In for review are some Zero Friction ZFT Maxx golf tees. Unfortunately the ones that arrived are too short for me, since lately I’ve been teeing it very high. So I passed out a few to my golf buddies and we’ll see what they think. I hope to get some longer ones in to try.
I can still use these for clubs other than driver so I will test them a wee bit. Stay tuned.
I received an interesting golf product to review a few weeks ago, the “Perfect Tee Mold.” This unit is a vintage replica of a sand tee mold, made out of 360 brass. A sand tee mold was used long ago to form a tee from wet sand which was beside each tee. The golfers would put the sand in the mold and pinch it onto the ground to form a natural tee.
Oddly, the person who submitted this product did not leave a website, email, or a phone number with the product submission. Mr. Jensen asks for my opinion but left me no way to respond! The only place I could find this product online is on ebay. I did some googling and found the website for Jensen Manufacturing, which is in the running for worst website on the planet. Obviously their machining skills are their focus…
Anyway, I’ll try to test it out on a real golf course soon. I tried making a tee out of dirt from my yard but it’s too dry.
I have some new tees to test when the snow melts. The snow is melting so that’s good news. Come on global warming!
These tees are from a new golf company called HoleOut. HoleOut is debuting a ton of new products, many which I’ll be covering. The tee is called PerfecTee.
PerfecTee – The front is to the right
PerfecTee is not symmetrical on the crown. The tee is set up in a specific alignment so as to optimize the tee’s resistance, or lack thereof.
Tees by rule cannot “increase” distance artificially. The only way they can help with distance (or spin for that matter) is by having the least amount of resistance possible. The “front” of the tee in the PerfecTee is open and will produce little, if any resistance.
What will this equate to on the golf course? I will post my findings as soon as I’ve had the opportunity to test the PerfecTee on the course.
It’s a Saturday evening, around 8:00. What are most regular people doing this time? Having a nice dinner. Perhaps catching a movie, some live music, or having a fun get together with family and friends.
Not a dedicated golf blogger. Nope. I’m reviewing an unconventional golf tee, the Flat Tee.
How many times have you tried to “tee up” an iron on a practice range which is mat based? Doesn’t work, does it? You can’t get a tee in the mat. So you are stuck with the rubber tee they supply which is way too high, or you try to put wooden tees in there. It never works.
Flat Tee was designed primarily with these driving range mats and situations in mind. The golfer can tee up his/her choice of a 1/4″ or 3/16″ flat tee, and get a perfect ball height for practice. Suitable clubs could be anything up to a 3-wood. Driver? Na.
First off, I can’t stand mats. It’s nearly impossible to hit a bad shot on mats because the cement underneath makes the club bounce right into the ball, rather than taking too big of a divot. For someone with a steep granny swing like mine, mats don’t expose or show bad shots. I hit good shots all the time on mats.
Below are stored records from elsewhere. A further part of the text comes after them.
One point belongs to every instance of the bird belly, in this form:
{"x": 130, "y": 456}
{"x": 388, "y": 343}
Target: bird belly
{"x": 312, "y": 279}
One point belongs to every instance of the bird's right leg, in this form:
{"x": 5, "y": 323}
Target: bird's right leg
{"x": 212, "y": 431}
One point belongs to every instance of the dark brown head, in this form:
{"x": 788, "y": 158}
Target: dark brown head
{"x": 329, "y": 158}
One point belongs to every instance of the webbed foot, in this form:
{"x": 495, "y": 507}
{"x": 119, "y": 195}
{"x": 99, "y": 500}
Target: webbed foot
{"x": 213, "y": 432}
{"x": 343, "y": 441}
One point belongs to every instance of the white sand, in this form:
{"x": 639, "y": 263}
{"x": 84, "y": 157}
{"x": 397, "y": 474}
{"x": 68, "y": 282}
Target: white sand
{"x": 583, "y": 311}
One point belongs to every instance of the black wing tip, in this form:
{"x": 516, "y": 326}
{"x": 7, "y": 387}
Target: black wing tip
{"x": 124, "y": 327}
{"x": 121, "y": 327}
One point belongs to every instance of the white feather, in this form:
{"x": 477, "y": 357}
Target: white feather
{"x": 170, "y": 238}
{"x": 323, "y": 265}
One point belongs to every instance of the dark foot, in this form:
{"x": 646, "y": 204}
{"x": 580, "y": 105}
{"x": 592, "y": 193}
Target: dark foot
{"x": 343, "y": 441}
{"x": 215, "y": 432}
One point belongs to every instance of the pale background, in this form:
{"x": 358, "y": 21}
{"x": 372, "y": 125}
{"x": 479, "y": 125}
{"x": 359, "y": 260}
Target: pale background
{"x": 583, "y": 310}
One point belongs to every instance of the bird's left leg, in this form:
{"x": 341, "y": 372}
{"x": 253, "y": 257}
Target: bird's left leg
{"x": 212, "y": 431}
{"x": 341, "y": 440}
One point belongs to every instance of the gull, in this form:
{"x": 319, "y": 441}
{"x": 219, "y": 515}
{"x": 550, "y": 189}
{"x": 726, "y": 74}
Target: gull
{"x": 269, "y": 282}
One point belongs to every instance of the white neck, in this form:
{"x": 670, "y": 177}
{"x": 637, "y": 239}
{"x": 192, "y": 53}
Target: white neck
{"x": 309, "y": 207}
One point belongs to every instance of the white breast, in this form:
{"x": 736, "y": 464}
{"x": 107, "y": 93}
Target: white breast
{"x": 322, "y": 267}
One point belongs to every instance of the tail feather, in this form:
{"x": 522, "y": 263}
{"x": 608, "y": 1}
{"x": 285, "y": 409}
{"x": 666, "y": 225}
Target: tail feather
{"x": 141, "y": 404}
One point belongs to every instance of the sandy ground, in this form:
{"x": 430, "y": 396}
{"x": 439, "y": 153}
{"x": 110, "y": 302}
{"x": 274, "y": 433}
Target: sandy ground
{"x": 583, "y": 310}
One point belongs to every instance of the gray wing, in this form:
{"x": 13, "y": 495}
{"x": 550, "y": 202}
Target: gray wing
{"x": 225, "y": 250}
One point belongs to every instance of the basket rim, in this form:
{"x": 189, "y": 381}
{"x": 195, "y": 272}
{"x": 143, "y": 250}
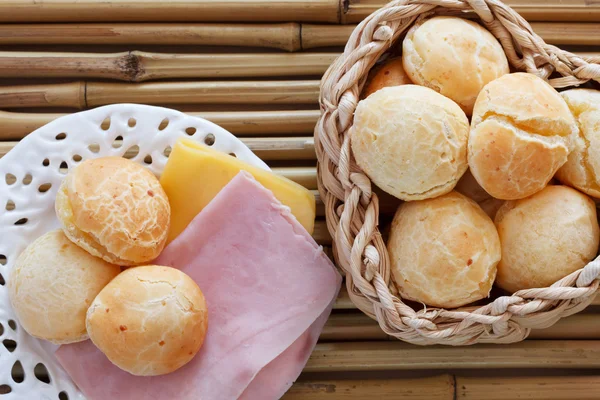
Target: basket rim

On real grass those same shots may be too fat. Now I do have to use mats, I can use the Flat Tee for iron practice.
The design of the tee, and its “treads” on the bottom help make it flip on impact and it usually stays in the general area of the strike for easy retrieval. But sometimes if you take deep swing, the whole tee can fly… away. This could be especially problematic at a range with multiple levels.
The Flat Tee website has the caption on the front page, “The Future of Golf.” Uh, that’s a little exaggerated. But if you hit off of mats a lot and need a tiny bit of space between the cement and your ball, this is the answer.
I don’t often review or feature golf equipment which is not legal by USGA or R&A rules for stipulated or tournament play. I’m making an exception this time for Trust Tee because the person who reached out to me has been politely persistent, and is Greek.
Trust-Tee is a golf tee designed to increase yardage and reduce slices and hooks through its (illegal) cambered design. Notice in the photo that the top of the tee is slanted. Trust Tee claims to decrease slices and hooks by as much as 15 yards.
I neither hook nor slice it, so I wonder if I could use the tee to create a hook or slice?!?! That said, I do have some golf pals who slice badly. I will get this tee in their hands and see if it really works.
There’s your first look at this unique golf tee. Due to the 4-5 month frost delay caused by winter here in northern Utah, I may not be able to test and review this product until I go south to warmer weather, or until the weather here improves.